About TFA, the way you get a 8-minute charge time for a cell phone is you install a 12,000mAh battery, but you tell everyone it's a 8000mAh battery. Then when the phone is "fully charged" it's actually only 70% charged. That's the typical way to get a "100% charge" in an 8-minute charge time while still having relatively cool charging, good cycle life, etc. this is legitimate engineering practice and the "100%" level is always a de-rates value based on the design intent and end use.
That would be good engineering, but I wouldn't be too sure about it. My OnePlus phone has a proprietary 65 W charging system, which charges at a 3C rate up to 40% and then tapers down to 1.3C (50%-90+%), switching to constant voltage when it reaches 4.45 V. The 100% level is when the charge current drops to 0.2C or so at 4.45 V but it will keep charging until the current is near-zero). The numbers suggest that you'd need to de-rate this type of Li-Po cells by at least a factor 2.5 to work with ultrahigh charge currents; that is, assuming that OnePlus didn't compromise badly on battery wear. Would Xiaomi really put in a 10 Ah battery de-rated to 4 Ah? That would be a bulky phone.
Apparently the OnePlus battery is spec'ed for 4.45 V; pictures of the original battery show 8.9 V as maximum charge voltage (two cells in series). But 4.45 V is really high. Not so long ago, 4.2 V was considered the maximum voltage for Li-Po batteries. And I hope that the balancing circuit works well so that it's not one cell being charged at 4.5 V and the other at 4.4 V, because that would definitely kill the battery quickly.
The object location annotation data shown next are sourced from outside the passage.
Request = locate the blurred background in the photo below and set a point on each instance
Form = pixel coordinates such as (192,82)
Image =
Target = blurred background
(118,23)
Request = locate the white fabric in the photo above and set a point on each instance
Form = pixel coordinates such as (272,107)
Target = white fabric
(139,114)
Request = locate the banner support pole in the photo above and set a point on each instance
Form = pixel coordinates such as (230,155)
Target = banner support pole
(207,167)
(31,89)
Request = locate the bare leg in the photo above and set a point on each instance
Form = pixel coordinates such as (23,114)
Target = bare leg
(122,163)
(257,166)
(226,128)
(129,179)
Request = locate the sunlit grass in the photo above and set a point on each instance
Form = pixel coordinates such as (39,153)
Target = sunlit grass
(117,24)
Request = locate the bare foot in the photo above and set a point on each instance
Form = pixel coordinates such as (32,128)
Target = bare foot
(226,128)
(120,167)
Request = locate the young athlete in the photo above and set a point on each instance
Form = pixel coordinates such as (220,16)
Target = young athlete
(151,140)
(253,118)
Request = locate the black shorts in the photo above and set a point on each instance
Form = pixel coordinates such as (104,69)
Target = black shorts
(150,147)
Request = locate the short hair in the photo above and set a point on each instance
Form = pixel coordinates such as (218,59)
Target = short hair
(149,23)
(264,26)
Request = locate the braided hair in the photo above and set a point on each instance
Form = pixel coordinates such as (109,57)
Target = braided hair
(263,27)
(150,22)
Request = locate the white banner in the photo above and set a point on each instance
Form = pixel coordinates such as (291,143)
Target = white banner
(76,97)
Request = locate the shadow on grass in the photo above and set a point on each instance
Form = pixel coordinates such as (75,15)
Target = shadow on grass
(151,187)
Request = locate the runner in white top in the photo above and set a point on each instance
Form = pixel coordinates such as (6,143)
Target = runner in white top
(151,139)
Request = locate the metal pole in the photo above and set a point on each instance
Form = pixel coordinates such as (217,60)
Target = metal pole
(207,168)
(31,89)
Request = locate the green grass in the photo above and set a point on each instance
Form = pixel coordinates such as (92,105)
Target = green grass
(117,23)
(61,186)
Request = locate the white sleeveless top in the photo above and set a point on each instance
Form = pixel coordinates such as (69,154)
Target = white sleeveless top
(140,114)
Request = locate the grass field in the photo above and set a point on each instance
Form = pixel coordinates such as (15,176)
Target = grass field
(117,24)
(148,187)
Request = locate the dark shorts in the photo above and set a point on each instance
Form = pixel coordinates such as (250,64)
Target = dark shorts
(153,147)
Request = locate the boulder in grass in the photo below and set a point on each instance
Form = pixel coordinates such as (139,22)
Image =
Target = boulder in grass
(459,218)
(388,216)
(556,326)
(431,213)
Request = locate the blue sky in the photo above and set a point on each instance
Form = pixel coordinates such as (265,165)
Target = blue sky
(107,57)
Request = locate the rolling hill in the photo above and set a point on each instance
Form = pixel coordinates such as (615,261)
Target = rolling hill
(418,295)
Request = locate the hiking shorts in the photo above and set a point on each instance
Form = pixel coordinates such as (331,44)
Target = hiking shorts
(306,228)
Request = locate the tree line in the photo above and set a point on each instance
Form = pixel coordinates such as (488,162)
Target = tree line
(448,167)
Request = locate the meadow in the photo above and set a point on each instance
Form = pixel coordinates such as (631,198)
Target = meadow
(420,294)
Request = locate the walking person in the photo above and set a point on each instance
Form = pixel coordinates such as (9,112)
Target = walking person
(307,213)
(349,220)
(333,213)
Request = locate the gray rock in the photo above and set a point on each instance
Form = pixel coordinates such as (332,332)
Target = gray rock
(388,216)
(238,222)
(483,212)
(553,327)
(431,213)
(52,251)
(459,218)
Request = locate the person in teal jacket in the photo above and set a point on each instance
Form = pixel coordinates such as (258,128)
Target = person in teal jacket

If I charge this phone from a standard USB-PD laptop power supply, it charges initially at 1.4C (-50%) tapering down to 0.45C (70%-90+%) and finishing with 4.45 V constant voltage. For some reason, the charge current is 0.45C even though the electronics are capable of 1.4C. Is it to make the proprietary charger look better? Or is it to offer the user a way to extend the battery life?
I for one don't use the OEM charger anymore. USB-PD and unplugging the cable at 80%. From my previous phone I know that charging to 100% and trying to keep it topped up during the day will wear out the battery within a year.